Thursday 7 February 2013

7 February 2013 – Love Will Keep Us Together (Day 38)

Let’s face it.  It’s become apparent I’ve started to select albums thematically to fit the blog entry I’ve decided to write on the day. Then there are other days, like today, where I take some albums, play stuff as the mood hits me and then try to make sense of my selections whilst in the act of writing the post.

I knew today wasn’t going to provide much opportunity as I had a number of commitments and meetings.  It could possibly explain why the two albums I did play were both albums where there is a sort of variety to the song selection.  No real point in playing a conceptually linked album or something that is designed to be consumed whole, is there?
But then I had to think of a title for the post.  Ideally, I try to link something to a song, album or band title or my own rituals such as delving into the plastic pending crate.  Nothing came for a while until I realised there was sort of a family connection, expect in one instance, the couple concerned are not married.  So I though some more and all I could come up with was the reference to the Captain And Tennille’s hit which seems quite perverse when today I’m writing about:

(110) Dave Rawlings Machine – A Friend Of A Friend
Rawlings is the musical and life partner of Gillian Welch.  Theirs is a true partnership; he plays on her albums and appears on her CD booklets, and she does the reverse.  They both co-write many of the songs that appear on their albums and play at each other’s shows.   Although this album is credited to the Dave Rawlings Machine, it is really a Rawlings solo album, or a Rawlings/Welch album in which Rawlings does most of the lead vocals.  (Why they don’t release all of their albums under a Rawlings/Welch or Welch/Rawlings moniker with each of them singing the numbers they predominantly wrote, a la using one totally inappropriate example, the Bob Mould/Grant Hart songs within Husker Du is totally beyond me.)  To me it is another excellent album with a great combination of bluegrass, Americana and country styled tunes.
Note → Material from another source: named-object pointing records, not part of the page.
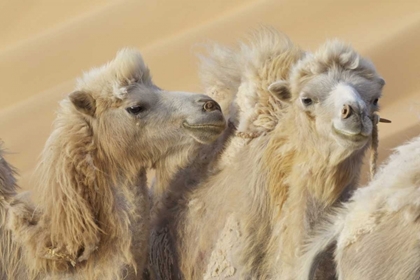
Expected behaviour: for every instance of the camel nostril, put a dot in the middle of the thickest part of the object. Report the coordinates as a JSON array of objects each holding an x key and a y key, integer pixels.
[
  {"x": 210, "y": 106},
  {"x": 346, "y": 111}
]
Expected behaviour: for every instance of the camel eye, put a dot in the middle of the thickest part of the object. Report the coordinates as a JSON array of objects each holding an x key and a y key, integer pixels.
[
  {"x": 135, "y": 110},
  {"x": 306, "y": 101}
]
The Rawlings/Welch tunes are of their usual high quality, especially the opener Ruby which sounds like a great undiscovered song by The Band.   Other highlights are covers; Method Acting/Cortez The Killer welds a Bright Eyes track to one of Neil Young’s classics with a change in lead vocalist at the appropriate moment and To Be Young (Is To be Sad, To Be High) is Rawlings version of the song he and Ryan Adams wrote and performed on the latter’s Heartbreaker album.
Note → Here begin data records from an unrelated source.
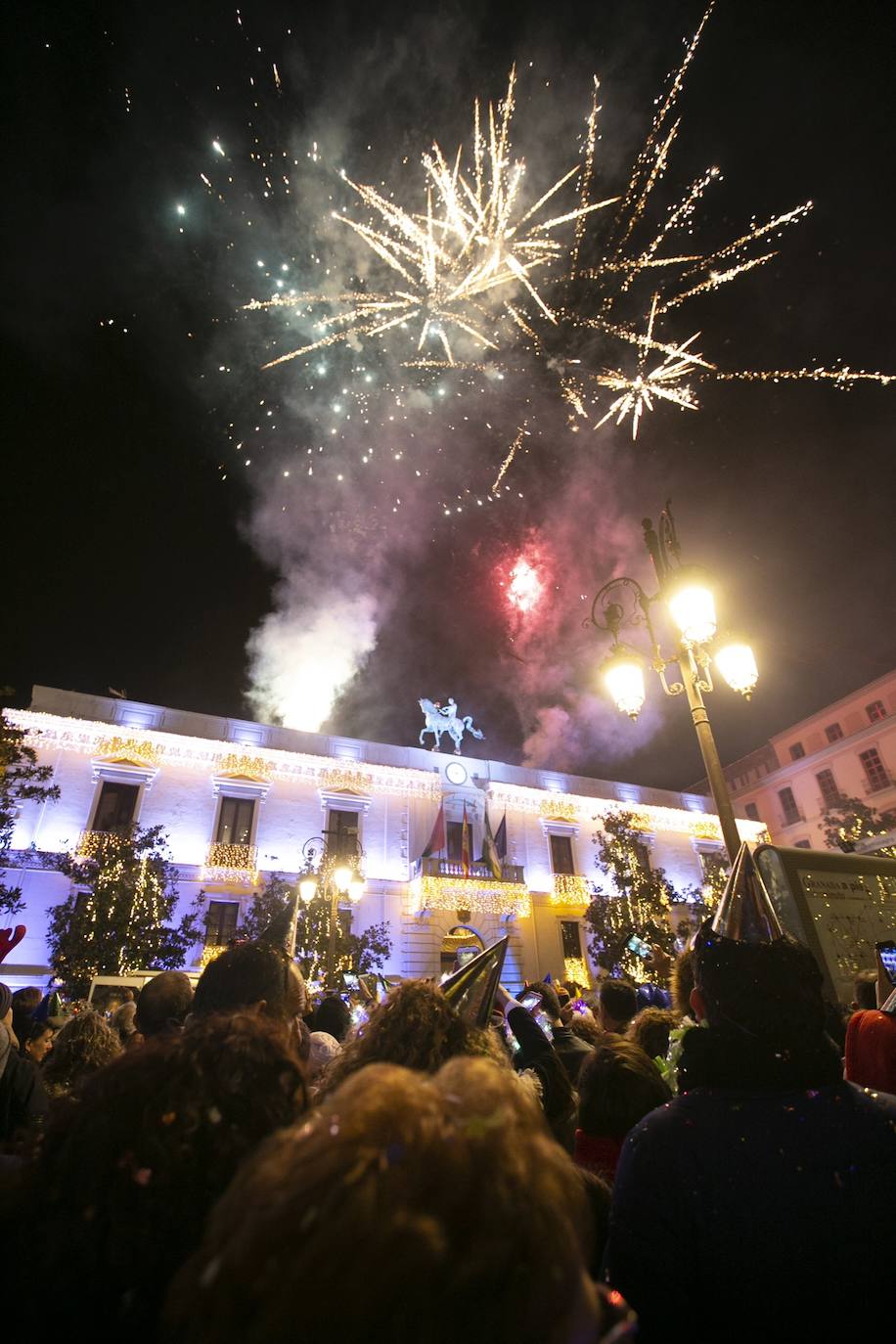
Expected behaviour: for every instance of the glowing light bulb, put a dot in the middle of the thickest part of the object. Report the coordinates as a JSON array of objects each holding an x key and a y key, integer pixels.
[
  {"x": 342, "y": 876},
  {"x": 738, "y": 665},
  {"x": 623, "y": 678},
  {"x": 692, "y": 607}
]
(111) Martha Wainwright – Self Titled
This is the debut album by the daughter of Kate McGarrigle and Loudon Wainwright III and sister to Rufus Wainwright.  It is a great mix of soft rock, soul and folk.  It’s notable for two things.  First the sheer power of her voice that is clearly able to adjust to songs with varying degrees of difficulty. Anyone who can, on my version of the album, take a song in French such as Dis, Quand Reviendras-Tu? and make it her sound like own clearly has a talent.  (And, yes, being born and raised in Canada helps too!)  The other is the unforgettable Bloody Mother F***ing A**hole, a song reputedly aimed squarely at her father.